One of the most significant changes of SB 1271 is its impact on indemnity provisions in residential construction contracts. Prior to this bill, Arizona imposed almost no legal restrictions on the manner in which a contract for construction could apportion liability through an indemnity provision, except for construction of public improvements or buildings.
Arizona’s anti-indemnity statute, A.R.S. § 32-1159, prohibited only provisions intending to indemnify a party for liabilities resulting from its sole negligence. Parties could contract to require a subcontractor to provide indemnification for claims arising out of or connected to the subcontractor’s work, not merely those caused by the general contractor’s negligent acts or omissions. This was outlined by the Arizona Court of Appeals in Amberwood Dev., Inc. v. Swann’s Grading, Inc., No. 1 CA-CV 15-0786, (2017).
The passage of SB 1271 occurred as a result of lobbying efforts following the decision in Swann’s Grading, which obligated the subcontractor to pay 72 percent of a multi-million-dollar settlement/arbitration award, plus fees and costs, despite any proof that the subcontractor “caused” the damages. Notwithstanding the fact that Swann’s Grading provided a defense to the general contractor, the court determined that no causal evidence was required to trigger Swann’s Grading’s independent obligation to indemnify.
Following the Swann’s Grading decision, a committee was created in 2018 to research and make recommendations for liability apportionment in the construction industry. SB 1271 is the resulting legislation. By imposing significant restrictions on indemnity provisions in contracts, the new law adopts a proportional liability approach and voids residential construction contracts that require subcontractors to indemnify general contractors beyond damages resulting from their own negligence. Thus, with respect to residential construction only, Arizona indemnity law is now akin to Arizona tort law, which follows a pure comparative fault scheme.
As a result of this legislation, general contractors and builders will now be exposed to more financial responsibility on the front end of repairs and construction-defect litigation. Contractors will no longer be able to shift risk onto the subcontractors if their work arises from, is resulting from, or is connected with a construction defect, regardless of their own responsibility.
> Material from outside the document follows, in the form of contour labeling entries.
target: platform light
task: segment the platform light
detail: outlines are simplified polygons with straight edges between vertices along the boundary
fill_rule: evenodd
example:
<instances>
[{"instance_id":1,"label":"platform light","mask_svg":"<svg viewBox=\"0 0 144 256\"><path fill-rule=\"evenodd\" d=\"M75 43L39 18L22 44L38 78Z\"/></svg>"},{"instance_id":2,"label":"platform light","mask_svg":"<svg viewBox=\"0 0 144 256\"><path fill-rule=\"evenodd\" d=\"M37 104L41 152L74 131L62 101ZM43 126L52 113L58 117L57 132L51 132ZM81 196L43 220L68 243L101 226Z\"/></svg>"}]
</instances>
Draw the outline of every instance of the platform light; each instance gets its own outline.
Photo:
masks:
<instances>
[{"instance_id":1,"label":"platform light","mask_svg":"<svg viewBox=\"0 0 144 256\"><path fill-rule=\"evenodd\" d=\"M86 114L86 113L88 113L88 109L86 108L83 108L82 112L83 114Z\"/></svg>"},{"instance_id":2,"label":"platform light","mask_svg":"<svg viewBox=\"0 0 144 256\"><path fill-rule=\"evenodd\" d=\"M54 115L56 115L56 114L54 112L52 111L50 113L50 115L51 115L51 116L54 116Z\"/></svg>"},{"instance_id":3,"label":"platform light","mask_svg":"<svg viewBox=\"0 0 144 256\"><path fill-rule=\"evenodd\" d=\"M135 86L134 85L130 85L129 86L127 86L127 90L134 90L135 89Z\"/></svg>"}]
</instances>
More importantly, without this risk, subcontractors may be less likely to come to the table for settlement discussions, opting to wait for additional discovery in order to better posture their fault apportionment position.
These new indemnity changes are likely only to apply to contracts entered into after Aug. 26. It is well established in Arizona that, unless expressly provided therein, a statute will not apply retroactively. Although SB 1271 does contain express retroactive language, the application is specifically limited to Laws 2018, chapter 336, section 1, which concerns only the study committee to review apportionment issues. Thus, with respect to the new regulations on indemnity, there is no express language within the bill regarding retroactive application. Further, applying these changes retroactively would raise a number of constitutional concerns with respect to contract rights.
Attorney Fees and
Under SB 1271, the right to recover attorney fees in dwelling-defect claims has also been reestablished, as it was eliminated with the 2015 PDA Amendments. However, the new legislation provides clarification on how to determine who a prevailing party is, and sets forth guidelines for determining if attorney fees are reasonable. Both of these changes address ongoing and significant issues between the plaintiff and defense bar in both the trial court and arbitration venues.
In an effort to streamline the complex nature of construction-defect actions, and to make the claims process more efficient and economical for the parties involved, SB 1271 makes a number of changes regarding the pre-ligation procedures set forth under the PDA. For example, the amendment includes changes to increase subcontractor involvement in the PDA process. Under the new law, when a seller receives notice under the act, she is now required to promptly forward a copy of the notice to the subcontractors the seller “reasonable believes” may be implicated. The law also extends the right to test, inspect, and repair the property—previously provided to the general contractor—to subcontractors as well.
In addition, the law establishes the level of detail owners must include in a notice to the seller. Homeowners must now file an affidavit, along with their notices, that states, “The purchaser has read the entire complaint, agrees with all of the allegations and facts contained in the complaint, and, unless authorized by statutory rule, is not receiving and has not been promised anything of value in exchange for filing the dwelling action.” This affidavit will be troublesome for the plaintiffs attorneys that usually prosecute construction-defect claims on a contingency-fee basis.
SB 1271 unquestionably changes the landscape for construction-defect ligation in Arizona. The changes highlighted in this article are not a comprehensive list of all included in the bill. As with any new legislation, the full impact is still unknown. The committee that brought forth these changes continues to evaluate construction-defect litigation issues in Arizona, and so we anticipate that we will see a number of amendments and additional changes in the coming years.